Liposome-based nanocarriers have emerged as a promising platform for targeted chemotherapy delivery in cancer treatment. These spherical vesicles, composed of lipid bilayers, can encapsulate both hydrophilic and hydrophobic drugs, offering improved pharmacokinetics and reduced systemic toxicity compared to conventional chemotherapy. The versatility of liposomes allows for precise engineering of their composition, surface properties, and drug-loading mechanisms to optimize therapeutic outcomes.

Lipid composition plays a critical role in determining the stability, drug encapsulation efficiency, and release kinetics of liposomal nanocarriers. The most commonly used lipids are phospholipids such as phosphatidylcholine, which form the bilayer structure, and cholesterol, which enhances membrane rigidity and reduces drug leakage. Saturated phospholipids like DSPC (1,2-distearoyl-sn-glycero-3-phosphocholine) provide higher stability, while unsaturated lipids offer greater flexibility. The choice of lipids affects the phase transition temperature, which in turn influences drug release rates at physiological temperatures.

Drug encapsulation methods for liposomes include passive loading techniques such as film hydration and reverse-phase evaporation, as well as active loading strategies like pH gradient and ammonium sulfate methods. Passive loading is suitable for hydrophobic drugs that integrate into the lipid bilayer or hydrophilic drugs trapped in the aqueous core. Active loading exploits transmembrane gradients to achieve high encapsulation efficiencies, particularly for weakly basic chemotherapeutic agents like doxorubicin. For instance, the pH gradient method can achieve encapsulation efficiencies exceeding 90% for drugs like doxorubicin by exploiting the difference between internal and external pH.

Surface modifications are employed to enhance liposome stability, circulation time, and targeting specificity. PEGylation, the covalent attachment of polyethylene glycol (PEG) chains to the liposome surface, creates a hydrophilic layer that reduces opsonization and extends circulation half-life from hours to days. Antibody conjugation enables active targeting by attaching ligands such as monoclonal antibodies or peptides to the liposome surface, facilitating receptor-mediated uptake in cancer cells. Common targeting moieties include anti-HER2 antibodies for breast cancer and folate for tumors overexpressing folate receptors.

Liposomes accumulate in tumors through both passive and active targeting mechanisms. The enhanced permeability and retention (EPR) effect drives passive accumulation, as leaky tumor vasculature allows liposome extravasation while impaired lymphatic drainage retains them in the tumor microenvironment. Active targeting enhances cellular uptake by binding to overexpressed receptors on cancer cells, increasing intracellular drug delivery. The combination of EPR and active targeting can improve tumor drug concentrations by 10 to 100-fold compared to free drugs.

Clinically approved liposomal formulations like Doxil exemplify the success of this technology. Doxil, a PEGylated liposomal doxorubicin, demonstrates prolonged circulation half-life (approximately 55 hours in humans) and reduced cardiotoxicity compared to free doxorubicin. Other liposomal drugs, such as DaunoXome (daunorubicin) and Onivyde (irinotecan), highlight the adaptability of liposomes for different chemotherapeutic agents. These formulations exhibit altered biodistribution, with reduced uptake in sensitive tissues like the heart and increased accumulation in tumors.

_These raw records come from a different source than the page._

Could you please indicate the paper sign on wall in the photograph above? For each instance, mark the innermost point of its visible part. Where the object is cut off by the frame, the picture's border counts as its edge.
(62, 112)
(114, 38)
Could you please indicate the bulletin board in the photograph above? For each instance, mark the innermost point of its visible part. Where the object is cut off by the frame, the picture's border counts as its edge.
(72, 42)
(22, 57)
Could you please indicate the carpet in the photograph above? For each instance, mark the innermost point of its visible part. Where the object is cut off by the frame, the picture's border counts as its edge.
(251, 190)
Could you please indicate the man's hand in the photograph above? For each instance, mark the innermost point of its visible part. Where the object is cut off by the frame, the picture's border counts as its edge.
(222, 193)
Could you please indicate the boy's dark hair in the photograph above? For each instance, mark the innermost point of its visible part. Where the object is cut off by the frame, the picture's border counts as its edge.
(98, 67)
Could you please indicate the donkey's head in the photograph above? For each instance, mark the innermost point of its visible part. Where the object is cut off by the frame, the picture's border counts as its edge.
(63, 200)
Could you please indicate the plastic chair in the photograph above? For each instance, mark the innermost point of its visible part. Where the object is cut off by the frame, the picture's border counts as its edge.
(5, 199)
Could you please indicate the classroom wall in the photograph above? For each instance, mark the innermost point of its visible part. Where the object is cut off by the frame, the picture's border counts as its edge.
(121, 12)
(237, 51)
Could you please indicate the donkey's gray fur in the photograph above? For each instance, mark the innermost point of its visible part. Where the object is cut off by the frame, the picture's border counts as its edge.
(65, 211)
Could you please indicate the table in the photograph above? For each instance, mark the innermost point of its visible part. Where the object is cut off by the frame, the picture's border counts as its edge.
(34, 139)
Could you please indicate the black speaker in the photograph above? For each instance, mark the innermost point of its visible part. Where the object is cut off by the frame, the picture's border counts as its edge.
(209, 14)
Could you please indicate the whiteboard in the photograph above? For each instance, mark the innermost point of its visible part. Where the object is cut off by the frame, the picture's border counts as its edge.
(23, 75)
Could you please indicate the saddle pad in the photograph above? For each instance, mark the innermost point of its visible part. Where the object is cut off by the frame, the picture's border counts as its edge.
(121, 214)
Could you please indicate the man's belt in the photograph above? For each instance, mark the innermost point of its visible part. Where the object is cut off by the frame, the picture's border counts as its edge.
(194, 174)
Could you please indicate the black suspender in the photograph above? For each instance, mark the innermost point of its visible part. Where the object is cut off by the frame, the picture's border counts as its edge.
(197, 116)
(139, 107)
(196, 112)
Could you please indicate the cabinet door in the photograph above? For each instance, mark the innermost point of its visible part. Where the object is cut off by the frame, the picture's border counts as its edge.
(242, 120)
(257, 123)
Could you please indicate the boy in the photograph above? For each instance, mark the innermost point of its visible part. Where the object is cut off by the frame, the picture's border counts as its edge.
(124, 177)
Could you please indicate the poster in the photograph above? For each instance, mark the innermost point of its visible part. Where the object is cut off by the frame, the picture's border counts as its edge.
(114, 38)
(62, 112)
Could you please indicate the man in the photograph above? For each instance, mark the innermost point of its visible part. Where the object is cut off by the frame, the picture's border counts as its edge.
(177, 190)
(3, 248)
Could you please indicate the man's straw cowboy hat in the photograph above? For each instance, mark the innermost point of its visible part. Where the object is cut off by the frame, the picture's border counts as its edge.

Pharmacokinetic benefits of liposomal nanocarriers include controlled drug release, decreased systemic toxicity, and improved therapeutic indices. The extended circulation time allows for less frequent dosing, while the EPR effect enhances tumor-specific delivery. However, challenges persist, such as drug leakage during circulation, which can lead to premature release and off-target effects. Immune recognition, particularly of PEGylated liposomes, can trigger accelerated blood clearance (ABC) upon repeated administration, reducing efficacy. Strategies to mitigate these issues include optimizing lipid composition, developing alternative stealth coatings, and employing stimuli-responsive release mechanisms.

Compared to polymeric nanoparticles, liposomes offer distinct advantages and limitations. Liposomes excel in biocompatibility and biodegradability due to their natural lipid components, whereas polymeric nanoparticles may exhibit longer-term toxicity concerns. However, polymeric nanoparticles often provide superior mechanical stability and higher drug-loading capacities for hydrophobic compounds. Liposomes are more prone to leakage but allow easier surface functionalization and faster drug release kinetics. The choice between liposome and polymeric nanocarriers depends on the specific drug properties, desired release profile, and therapeutic objectives.

Future advancements in liposome technology may involve multi-functional designs combining targeting ligands, stimuli-responsive release, and imaging agents for theranostic applications. Innovations in lipid chemistry and conjugation techniques will further enhance stability and targeting precision. Despite challenges, liposome-based nanocarriers remain at the forefront of nanomedicine for cancer therapy, offering a versatile and clinically validated approach to improving chemotherapy outcomes.